Qualified reservists can take distributions from an IRA, 401(k) or 403(b) during an active duty of more than 179 days.
This includes all Reserve and National Guard members. While other distributions put you at a loss, qualified reservist distributions (QRDs) are allowed to be paid back in full for up to two years after your active duty ends, even if those extra contributions exceed the annual limit.
If you, your spouse, child or grandchild are pursuing higher education, it can be paid for from your IRA without penalty. Qualified expenses include tuition, fees, books, supplies and — if enrolled at least half time — room and board.
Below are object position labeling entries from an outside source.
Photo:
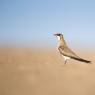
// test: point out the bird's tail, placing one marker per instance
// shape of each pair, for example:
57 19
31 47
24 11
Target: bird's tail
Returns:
82 60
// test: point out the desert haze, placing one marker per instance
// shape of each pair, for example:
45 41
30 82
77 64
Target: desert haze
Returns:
27 71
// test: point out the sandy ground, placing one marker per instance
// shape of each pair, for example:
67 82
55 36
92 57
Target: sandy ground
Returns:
37 72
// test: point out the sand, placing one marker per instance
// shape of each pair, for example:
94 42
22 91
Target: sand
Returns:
27 71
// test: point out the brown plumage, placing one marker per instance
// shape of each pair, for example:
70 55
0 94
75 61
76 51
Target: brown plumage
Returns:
66 52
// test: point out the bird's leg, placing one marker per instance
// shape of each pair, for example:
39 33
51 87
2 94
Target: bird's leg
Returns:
65 61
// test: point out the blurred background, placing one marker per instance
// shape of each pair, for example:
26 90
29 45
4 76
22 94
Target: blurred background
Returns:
29 61
33 22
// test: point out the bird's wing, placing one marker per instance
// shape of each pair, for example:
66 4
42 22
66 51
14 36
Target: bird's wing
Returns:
67 52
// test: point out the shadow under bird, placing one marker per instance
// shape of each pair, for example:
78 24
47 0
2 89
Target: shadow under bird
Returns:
66 52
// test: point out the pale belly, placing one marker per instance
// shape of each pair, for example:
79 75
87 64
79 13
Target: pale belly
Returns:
65 57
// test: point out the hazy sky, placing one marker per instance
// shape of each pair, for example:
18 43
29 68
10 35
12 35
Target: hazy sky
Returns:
33 22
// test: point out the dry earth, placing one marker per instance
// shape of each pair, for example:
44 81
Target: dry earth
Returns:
37 72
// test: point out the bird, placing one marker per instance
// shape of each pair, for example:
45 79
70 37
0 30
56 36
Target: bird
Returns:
65 51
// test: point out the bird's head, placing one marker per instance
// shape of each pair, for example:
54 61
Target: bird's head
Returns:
58 35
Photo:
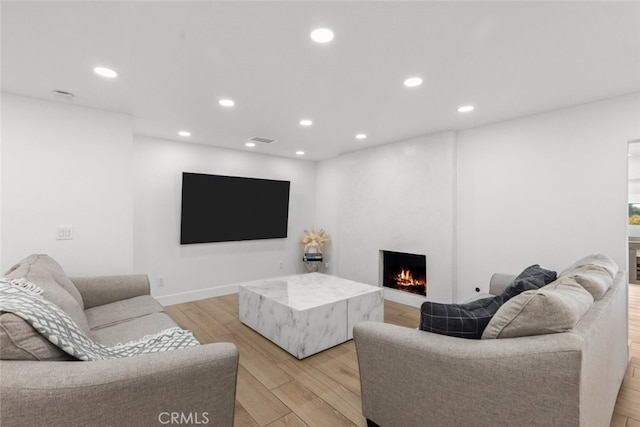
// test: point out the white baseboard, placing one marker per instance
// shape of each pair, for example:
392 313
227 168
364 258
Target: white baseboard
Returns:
197 295
403 297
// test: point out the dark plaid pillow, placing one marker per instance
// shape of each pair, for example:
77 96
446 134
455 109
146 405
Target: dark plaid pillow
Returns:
470 319
532 278
459 320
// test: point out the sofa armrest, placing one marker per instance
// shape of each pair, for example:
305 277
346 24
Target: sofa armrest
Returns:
196 383
100 290
409 376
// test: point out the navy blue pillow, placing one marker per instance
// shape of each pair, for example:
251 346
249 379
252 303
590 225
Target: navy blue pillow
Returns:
459 320
469 320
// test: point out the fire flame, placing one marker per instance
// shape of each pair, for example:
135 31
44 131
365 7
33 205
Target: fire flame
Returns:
405 275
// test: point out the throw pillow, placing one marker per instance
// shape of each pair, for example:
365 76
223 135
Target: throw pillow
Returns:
459 320
19 341
554 308
532 278
593 278
47 274
470 319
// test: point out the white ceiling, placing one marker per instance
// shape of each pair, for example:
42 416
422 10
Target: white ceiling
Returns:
176 59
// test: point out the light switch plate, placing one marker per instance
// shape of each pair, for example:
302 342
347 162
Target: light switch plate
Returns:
64 233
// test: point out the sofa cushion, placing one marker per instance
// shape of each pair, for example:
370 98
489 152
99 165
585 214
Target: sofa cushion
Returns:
554 308
468 320
601 260
121 311
594 278
133 329
19 341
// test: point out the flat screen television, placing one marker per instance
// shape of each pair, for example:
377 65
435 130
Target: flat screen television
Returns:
217 208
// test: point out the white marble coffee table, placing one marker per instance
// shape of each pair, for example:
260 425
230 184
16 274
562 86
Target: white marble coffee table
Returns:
308 313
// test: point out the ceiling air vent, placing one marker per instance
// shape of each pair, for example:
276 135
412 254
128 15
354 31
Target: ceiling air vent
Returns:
262 140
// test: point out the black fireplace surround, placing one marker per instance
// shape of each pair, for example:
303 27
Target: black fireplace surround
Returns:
405 272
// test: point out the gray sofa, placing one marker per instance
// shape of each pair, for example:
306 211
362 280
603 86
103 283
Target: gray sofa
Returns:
411 377
42 386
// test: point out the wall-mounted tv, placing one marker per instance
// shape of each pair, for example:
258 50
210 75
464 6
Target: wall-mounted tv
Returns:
217 208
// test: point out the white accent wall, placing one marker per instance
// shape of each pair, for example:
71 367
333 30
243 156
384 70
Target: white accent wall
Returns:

While this is only a benefit of an IRA, you can also rollover a 401(k) into a traditional IRA to pay for college. But understand that withdrawals for college costs can reduce your or your student’s eligibility for financial aid.
Change of Employment
If you leave your job in the year you turn 55 — or any time after — you can withdraw from your 401(k). If you anticipate retiring around this age and have any old 401(k)s lying around, this would be a good reason to roll it over to your current 401(k) instead of a traditional IRA.
Bonus: If you’re a government employee with a 457(b), you can access those retirement savings penalty-free whenever you leave your job, no matter your age.
If you’re trying to retire earlier than 55, you can agree to withdraw a specific amount every year called substantially equal periodic payments (SEPPs.) You’ll basically need to agree to take consistent withdrawals, based on IRS calculations, each year for the rest of your life.
The calculations are a bit confusing, so this is another one you’ll need to consult a financial adviser for. They can also tell you if SEPPs are your best option for early retirement or if there’s something more flexible that still gets you around the 10% penalty.
In conclusion, every time you take money out of a retirement account, you lose out on the compounding interest that money could have earned you. None of these should be go-to methods for getting extra money but they are available if you need them.